Last defendant in high-profile theft case gets probation

Former McAllen police officer involved in conspiracy

McALLEN — The last defendant involved in a conspiracy to steal a Cadillac from a San Juan man was sentenced Tuesday.

Jesus Fabian Muñoz apologized to the court last Tuesday during his sentencing hearing for his role in an incident in May 2017 that led to the seizure of a San Juan man’s SUV, moments before U.S. District Judge Randy Crane handed down three years probation for the man.

Muñoz was caught up, along with three others — former police officer Ricardo Ruiz Jr., Juan Alberto Gonzalez-Valdez and Ruben Torres-Garcia — in a conspiracy to seize a 2013 Cadillac ATS from an unnamed San Juan man.

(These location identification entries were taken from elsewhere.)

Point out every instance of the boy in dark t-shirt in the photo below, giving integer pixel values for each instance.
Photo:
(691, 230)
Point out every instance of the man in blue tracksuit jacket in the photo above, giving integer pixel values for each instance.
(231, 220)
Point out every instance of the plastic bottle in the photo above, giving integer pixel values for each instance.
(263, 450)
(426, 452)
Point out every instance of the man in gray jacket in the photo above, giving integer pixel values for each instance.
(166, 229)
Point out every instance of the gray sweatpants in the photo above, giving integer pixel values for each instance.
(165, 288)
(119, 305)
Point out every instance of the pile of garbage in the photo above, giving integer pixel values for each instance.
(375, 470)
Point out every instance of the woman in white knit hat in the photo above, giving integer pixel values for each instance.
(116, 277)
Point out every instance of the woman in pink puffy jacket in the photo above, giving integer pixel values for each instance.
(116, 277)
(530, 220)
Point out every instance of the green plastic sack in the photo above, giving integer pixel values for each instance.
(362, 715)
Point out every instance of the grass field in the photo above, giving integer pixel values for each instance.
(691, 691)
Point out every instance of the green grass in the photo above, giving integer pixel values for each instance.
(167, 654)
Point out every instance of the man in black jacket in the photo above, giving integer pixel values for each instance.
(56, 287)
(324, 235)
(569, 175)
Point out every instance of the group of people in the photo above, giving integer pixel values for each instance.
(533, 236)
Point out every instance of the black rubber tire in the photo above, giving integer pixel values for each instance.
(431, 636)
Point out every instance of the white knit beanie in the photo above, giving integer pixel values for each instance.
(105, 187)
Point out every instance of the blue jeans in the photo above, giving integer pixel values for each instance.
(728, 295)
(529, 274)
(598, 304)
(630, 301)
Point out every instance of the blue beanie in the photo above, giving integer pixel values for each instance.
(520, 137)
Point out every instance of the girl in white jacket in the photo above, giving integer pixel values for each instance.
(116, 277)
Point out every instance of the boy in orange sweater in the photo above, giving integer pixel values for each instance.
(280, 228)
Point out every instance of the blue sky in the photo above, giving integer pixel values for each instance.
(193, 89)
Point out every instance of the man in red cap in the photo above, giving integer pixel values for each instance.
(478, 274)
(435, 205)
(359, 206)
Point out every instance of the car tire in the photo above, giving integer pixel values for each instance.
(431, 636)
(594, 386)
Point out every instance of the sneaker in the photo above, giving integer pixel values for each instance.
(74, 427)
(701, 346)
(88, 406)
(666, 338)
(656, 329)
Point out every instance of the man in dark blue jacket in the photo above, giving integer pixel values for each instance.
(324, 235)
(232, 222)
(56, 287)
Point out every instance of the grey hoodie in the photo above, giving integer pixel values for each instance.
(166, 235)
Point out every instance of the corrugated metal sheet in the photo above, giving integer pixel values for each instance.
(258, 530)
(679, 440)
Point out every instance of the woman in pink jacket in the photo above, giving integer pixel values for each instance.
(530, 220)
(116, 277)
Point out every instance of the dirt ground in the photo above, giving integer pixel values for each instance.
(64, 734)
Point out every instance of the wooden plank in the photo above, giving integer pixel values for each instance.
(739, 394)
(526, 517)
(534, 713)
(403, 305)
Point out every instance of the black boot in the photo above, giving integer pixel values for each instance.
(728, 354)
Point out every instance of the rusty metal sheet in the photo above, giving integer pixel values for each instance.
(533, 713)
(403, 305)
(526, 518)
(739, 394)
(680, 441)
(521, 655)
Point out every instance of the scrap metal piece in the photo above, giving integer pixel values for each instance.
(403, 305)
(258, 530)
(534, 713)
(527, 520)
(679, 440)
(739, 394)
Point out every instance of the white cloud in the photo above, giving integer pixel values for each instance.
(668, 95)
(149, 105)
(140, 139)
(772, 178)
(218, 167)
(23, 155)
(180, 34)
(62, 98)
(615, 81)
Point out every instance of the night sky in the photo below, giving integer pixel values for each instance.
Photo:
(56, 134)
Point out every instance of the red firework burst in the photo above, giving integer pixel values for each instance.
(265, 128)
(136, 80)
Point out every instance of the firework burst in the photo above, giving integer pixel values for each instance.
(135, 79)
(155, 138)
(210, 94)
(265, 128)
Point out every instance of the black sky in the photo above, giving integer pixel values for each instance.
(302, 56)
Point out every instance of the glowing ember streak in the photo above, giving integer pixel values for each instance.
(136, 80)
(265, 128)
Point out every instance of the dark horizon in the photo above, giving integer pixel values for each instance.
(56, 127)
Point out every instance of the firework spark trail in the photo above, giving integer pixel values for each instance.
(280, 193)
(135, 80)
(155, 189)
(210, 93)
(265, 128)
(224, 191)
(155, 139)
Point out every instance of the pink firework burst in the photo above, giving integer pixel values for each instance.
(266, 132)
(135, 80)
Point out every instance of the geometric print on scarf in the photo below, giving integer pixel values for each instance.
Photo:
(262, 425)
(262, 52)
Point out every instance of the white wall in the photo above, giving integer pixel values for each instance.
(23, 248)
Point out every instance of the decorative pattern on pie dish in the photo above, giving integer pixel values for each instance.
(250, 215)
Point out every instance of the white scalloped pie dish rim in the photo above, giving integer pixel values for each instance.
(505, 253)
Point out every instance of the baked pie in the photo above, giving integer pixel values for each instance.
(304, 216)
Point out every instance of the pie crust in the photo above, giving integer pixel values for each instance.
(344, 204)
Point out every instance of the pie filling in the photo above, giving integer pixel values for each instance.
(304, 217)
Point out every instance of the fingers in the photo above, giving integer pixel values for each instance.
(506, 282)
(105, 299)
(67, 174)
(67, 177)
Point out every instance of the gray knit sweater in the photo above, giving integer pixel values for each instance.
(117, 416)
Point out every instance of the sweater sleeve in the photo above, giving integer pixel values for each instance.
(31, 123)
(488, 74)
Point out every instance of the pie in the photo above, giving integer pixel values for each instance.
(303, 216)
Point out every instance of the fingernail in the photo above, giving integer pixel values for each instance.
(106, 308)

According to the government, in October 2016 Muñoz allegedly spoke with Gonzalez-Valdez, a truck driver for a wrecker service called Hnos Rodriguez Guros Inc.

Muñoz is then alleged to have told Gonzalez-Valdez that he knew a police officer, later identified as Ruiz, who worked with the Drug Enforcement Administration, who could help him do his job.

Ruiz worked as a task force officer with the DEA for about three years, from April 19, 2014 to April 11, 2017, and with the McAllen Police Department from May 2005 to July 27, 2017.

Six months later, Torres-Garcia asked Gonzalez-Valdez to get a 2013 Cadillac ATS, which he claimed was his, from a man whose name was not revealed but identified as “S.R.” in the indictment.

“Gonzalez contacted Muñoz and asked to obtain the assistance of Muñoz’s law enforcement friend in connection with the acquisition of the vehicle for (Torres-Garcia),” the indictment read.

Muñoz told Gonzalez-Valdez it would cost him $1,100 for Ruiz’s services. Gonzalez-Valdez in turn told Torres-Garcia it would cost him $1,800 since he needed help from Ruiz.

Several days later, on May 1, 2017, the indictment alleged Torres-Garcia gave Gonzalez-Valdez the $1,800 fee to get S.R.’s Cadillac.

“On or about May 5, 2017, Gonzalez met with Muñoz and his law enforcement friend, (Ruiz), regarding the acquisition of the 2013 Cadillac ATS from S.R. On that date, Muñoz and Ruiz, accompanied Gonzalez to S.R.’s residence located in San Juan, Texas, in order to obtain the vehicle,” the court document stated.

The indictment alleged that Ruiz, who was wearing clothing with the word “police” on the front, including a holstered gun and badge, told S.R. that he was a police officer and that Gonzalez-Valdez, the truck driver, needed to take his Cadillac.

“…Ruiz advised S.R., the owner of the 2013 Cadillac ATS, that Ruiz was with the police, specifically the DEA, and that the vehicle was going to be towed because of a law enforcement investigation,” the court record stated. “…S.R. voluntarily consented to the vehicle being removed from his residence by Gonzalez due to Ruiz being a law enforcement official and Ruiz advising him that the vehicle was the subject of law enforcement investigation.”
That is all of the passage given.